Tsuboi, Yoshishu, and their people were still in the defense control room tracking the southerly course of the crippled C-5 Galaxy.

“Two missile strikes, and it’s still flying,” Yoshishu said in wonder.

“It may crash yet—” Tsuboi suddenly broke off as he sensed rather than heard the distant rumble as Mother’s Breath exploded. “Do you hear that?” he asked.

“Yes, very faintly, like the faraway sound of thunder,” said Koyama without turning from the radar display. “Probably from a lightning storm echoing down the ventilators.”

“You feel it too?”

“I feel a slight vibration,” replied Yoshishu.

Kurojima shrugged indifferently. The Japanese are no strangers to earth movement. Every year more than a thousand seismic quakes are recorded on the main islands, and a week never passes when Japan’s citizens do not notice the ground tremble. “An earth tremor. We sit near a seismic fault. We get them all the time. Nothing to worry about. The island is solid rock, and the Dragon Center was engineered to be earthquake resistant.”

The loose objects in the room rattled faintly as the bomb’s dying energy passed through the center. Then the shock wave from the shift in the suboceanic fault slammed into the island like a gigantic battering ram. The entire Dragon Center seemed to shake and sway in all directions. Everyone’s face registered surprise, then the surprise gave way to anxiety, then the anxiety to fear.

“This is a bad one,” Tsuboi said nervously.

“We’ve never felt one this intense,” Kurojima uttered in shock as he pushed his back and outstretched arms against a wall for support.

Yoshishu was standing quite still as if angered by what was happening. “You must get me out of here,” he demanded.

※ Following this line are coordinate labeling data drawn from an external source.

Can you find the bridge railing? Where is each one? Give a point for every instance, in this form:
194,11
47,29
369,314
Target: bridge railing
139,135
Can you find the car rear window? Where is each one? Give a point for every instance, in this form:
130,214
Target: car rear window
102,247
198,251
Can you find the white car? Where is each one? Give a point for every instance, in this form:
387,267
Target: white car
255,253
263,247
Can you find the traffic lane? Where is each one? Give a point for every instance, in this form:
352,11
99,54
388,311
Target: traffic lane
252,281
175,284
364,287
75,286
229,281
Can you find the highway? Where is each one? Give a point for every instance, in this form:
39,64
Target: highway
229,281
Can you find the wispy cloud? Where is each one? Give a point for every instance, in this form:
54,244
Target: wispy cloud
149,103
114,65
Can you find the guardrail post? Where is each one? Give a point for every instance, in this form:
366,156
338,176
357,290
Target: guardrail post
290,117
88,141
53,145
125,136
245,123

“We are safer here than in the tunnel,” Koyama shouted above the growing tumult.

Those who were not holding on to something were thrown to the floor as the shock wave tore beneath the lava rock, undulating the deep sediment below. The control center was jolted more savagely now as the island shifted back and forth during its descent into the mud. Equipment that wasn’t bolted down began to topple over.

Tsuboi pushed himself into a corner and stared numbly at Kurojima. “It feels like we’re falling.”

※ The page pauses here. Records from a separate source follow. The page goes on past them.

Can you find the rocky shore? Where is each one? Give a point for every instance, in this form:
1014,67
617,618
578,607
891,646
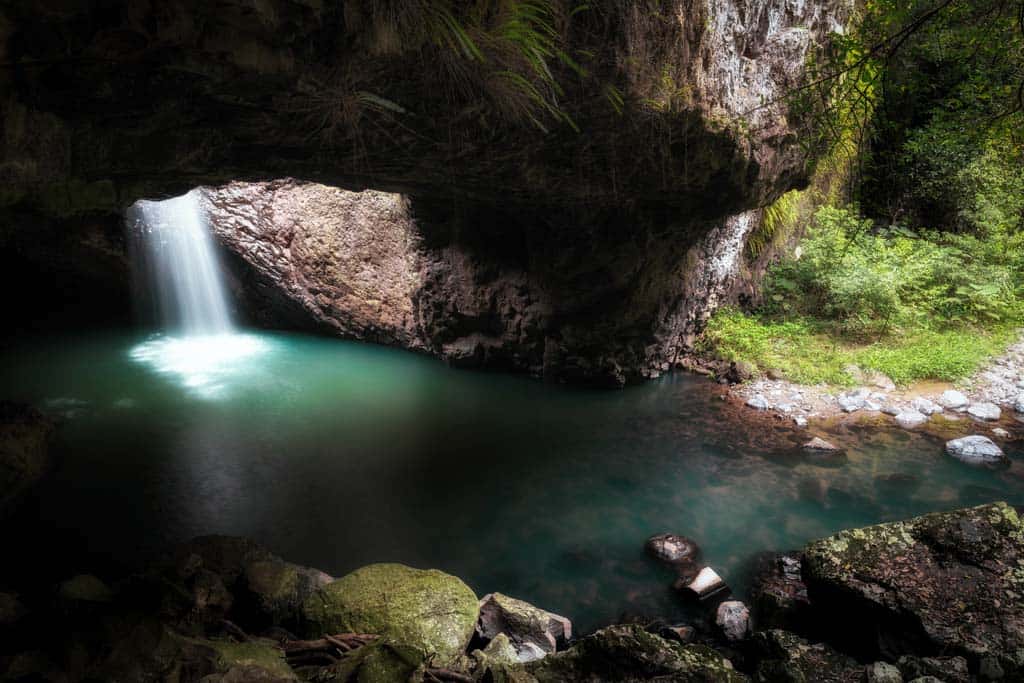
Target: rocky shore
991,396
934,598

“The island must be settling,” Kurojima cried in fright.

What the horrified men in the Dragon Center did not know, could not have known, was that the titanic bulk of the tsunami was only two minutes behind the shock waves.

 

 

With Pitt on manual drive, Big Ben slugged tortuously through the mud, sliding ever closer toward the floor of the trench. The tractor belts constantly lost their hold, sending the DSMV sideways down the grade until their leading edges piled up the silt, dug in, and regained their grip.

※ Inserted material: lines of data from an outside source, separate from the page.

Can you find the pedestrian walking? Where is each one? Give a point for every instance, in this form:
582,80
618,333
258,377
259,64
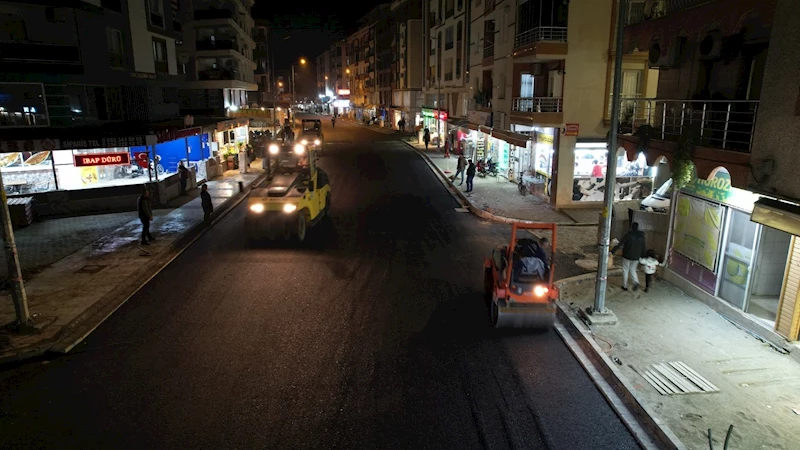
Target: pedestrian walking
461,165
649,265
183,177
470,175
205,202
633,248
145,210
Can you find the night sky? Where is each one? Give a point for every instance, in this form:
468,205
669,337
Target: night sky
306,29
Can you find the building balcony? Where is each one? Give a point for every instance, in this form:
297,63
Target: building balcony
488,53
36,52
537,110
724,131
541,41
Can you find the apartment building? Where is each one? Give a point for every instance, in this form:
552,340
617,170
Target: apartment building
446,90
87,64
323,74
263,73
217,56
726,92
407,63
541,78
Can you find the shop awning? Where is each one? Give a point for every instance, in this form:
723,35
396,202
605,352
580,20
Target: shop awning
512,138
777,214
459,123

Pitt felt like a blind man driving the tractor in a blind world, with only a few dials and gauges and a screen with little colored words to guide him. He weighed his chances, sizing up the outside situation as it was revealed by the sonar-laser scanner, and came to the conclusion that so long as he was still mired in sediment his only escape was by a miracle. According to the calculations by the geophysicists, he had not traveled nearly far enough to escape the predicted reaches of the landslide.